Lately, there has been a lot of media and political attention on legislating a new accountability regime for college campuses regarding sexual assault. There have been discussions about having greater training and reporting mechanisms as well as investigations, suspensions and expulsions. According to the proposals, if colleges do not implement these new programs, they risk losing their funding. It sounds wonderful from a politically correct standpoint to be tough on rape but before these politically correct and politically motivated ideals become law, we need to look beyond the surface at the dangers these measures could pose. If you are asking yourself, “What could possibly be the dangers of being tougher on sexual assault on college campuses, read on.

The main danger we see to these measures is that there are reduced due process protections for the accused. A young man can get kicked out of school because someone made a sexual assault allegation that turned out to be false. It should bear no mention that being kicked out of college can change the course of a person’s life in vast and absolutely negative ways. People who would have become doctors or lawyers or brilliant scientists would lose those opportunities. Getting back into school or getting into another school is often not an option because once it goes on a student’s disciplinary record that a school sustained a sexual assault petition against the student, no other respectable school is going to take a chance on admitting that student. Why? Liability. No college wants to accept someone they “knew” was a sexual predator only to have them strike again. The big money for the complaining party is usually from the school and not the accused. The new school does not know what really happened any more than the former school did but the result is the same—denial of an education. Without a college education, there is no real future for most young men.

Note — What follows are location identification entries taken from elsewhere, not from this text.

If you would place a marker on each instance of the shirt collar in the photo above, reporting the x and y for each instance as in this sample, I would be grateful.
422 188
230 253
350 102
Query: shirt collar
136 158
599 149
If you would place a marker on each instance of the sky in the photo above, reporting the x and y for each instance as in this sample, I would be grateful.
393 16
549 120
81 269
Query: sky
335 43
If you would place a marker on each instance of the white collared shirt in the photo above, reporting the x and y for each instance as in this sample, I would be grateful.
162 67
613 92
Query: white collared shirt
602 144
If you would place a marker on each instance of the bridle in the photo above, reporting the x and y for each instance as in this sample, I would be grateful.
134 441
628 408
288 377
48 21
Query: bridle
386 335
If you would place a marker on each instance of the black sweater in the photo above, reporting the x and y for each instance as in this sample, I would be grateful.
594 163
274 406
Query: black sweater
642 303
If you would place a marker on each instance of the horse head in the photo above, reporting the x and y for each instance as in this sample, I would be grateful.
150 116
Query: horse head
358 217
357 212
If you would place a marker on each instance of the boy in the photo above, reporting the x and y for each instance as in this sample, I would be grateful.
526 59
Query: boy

The schools are the most vulnerable to being sued so they have a vested interest in finding the allegation true for their purposes so they can protect their assets. Unless there is strong and irrefutable evidence the complaining party is lying, the school is going to feel pressure to find the allegation true and expel the “offending” student from school. Further, there has been a push to lower the standard of proof at these disciplinary hearings even lower than “clear and convincing evidence” to “preponderance of evidence.” Proponents argue that the civil standard of preponderance should stand because the proposals are under the auspices of Title IX which is a civil measure to protect against gender discrimination and sexual harassment. While it is true that Title IX is a civil as opposed to a criminal measure, the consequences of a sustained disciplinary petition under these new proposed rules is staggering. While disciplinary hearings do not necessarily lead to incarceration, they do have a lasting and devastating impact on the accused student’s life. It is hard to deny that poverty is directly related to crime. It is also hard to deny that under-education is directly related to poverty.

Nonetheless, what is the difference between the two standards? Preponderance means more likely than not. The way this is often explained in court is that one side has the weight of a feather more evidence supporting their side. It is a lower standard of proof. Clear and convincing evidence is slightly harder to define because there really is no mathematical equivalent. It simply boils down to “is the evidence clear and does it convince” the decision maker. What evidence satisfies either of these standards is highly subjective. Even those in the criminal justice system would prefer not to deal with slippery and difficult to define standards of proof when it comes to something so important. That being said, a higher standard of proof is preferable to a lower one, hands down.

There can be no doubt that schools should protect young women from sexual assault but the campuses should also protect young men from false allegations. Gender protection cannot be one sided. Young men deserve an education free from discrimination and devastation as much as young women do.